What's more, a player can suffer a concussion without being hit in the head. So, why would anyone believe that the addition of a few ounces of vinyl nitrile foam suddenly solves the problem?

As it pertains to football, concussive injuries are thought to be the result of a myriad of factors, including the athlete's prior medical history, genetics, physical characteristics, such as neck girth, position played, age, environment, training, coaching, officiating, temperature, hydration, playing surface, etc., etc.

The time period of data collection is yet another factor. Clearly we should not ignore all the work of the CDC on the Heads Up football initiative; the education of players, trainers, coaches, and officials; and media, such as MomsTeam, in reducing the intensity and number of full contact drills and the like. Doesn't this account for anything?

What would be of greater interest would be to learn how the Speed fared against the Revolution. This seems much more relevant, inasmuch as both have large, standoff shells, that is, recent helmets against recent helmets. And if those 3 star Revolution helmets drop concussion by nearly 50% then with the widespread use of 4 and 5 star offerings the topic of talk on concussions should be they are disappearing. Of course the fact that some of the authors have a financial interest or dependency on Riddell, the star rating system or the NFL might be another avenue for an investigative report to consider.

What is striking is that we continue to give great deference to those that take the most simple and extreme positions when we know that the truth is often complex and less likely to be the subject of a headline. 

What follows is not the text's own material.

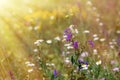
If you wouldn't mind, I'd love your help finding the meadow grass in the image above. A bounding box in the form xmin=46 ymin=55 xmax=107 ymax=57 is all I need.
xmin=0 ymin=0 xmax=120 ymax=80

Finally, perhaps you can assist your readers by helping them understand the distinction between a peer reviewed "study" and the publication of a "technical note." The latter being more akin to giving the academic community a "FYI," and the former requiring some serious academic rigor, including the author's conclusion and a specific recommendation for further action.

Sent from my iPhone

Rob Erb 

[February 17, 2014 update: Asked for comment on Erb's email, lead co-author Stefan Duma, took issue with his statement that the article in the Journal of Neurology was not a peer-reviewed study: "The paper was fully peer reviewed, not an FYI as [Erb] claims," said Duma. "The term ‘technical note' is just how that article categorizes papers according to word-count. This is a shorter, simpler paper, and thus is called a technical note. It was reviewed, and we had to respond to reviewers' comments before the paper was accepted. Also, it should be noted that there are 15 co-authors, which by itself is quite a bit of peer review."]  

Collins M, Lovell MR, Iverson GL, Ide T, Maroon J. Examining concussion rates and return to play in high school football players wearing newer helmet technology: a three-year prospective cohort study. Neurosurgery 2006;58:275-286

Rowson S, Duma SM. The Virginia Tech response. Ann Biomed Eng 2012;40:2512-2518 (Letter)

Rowson S, Duma SM, Greenwald RM, Beckwith JG, et al. Can Helmet Design Reduce the Risk of Concussion in Football? J Neurosurg 2014; 10.3171/2014.1.JNS13916 (published online ahead of print January 31, 2014).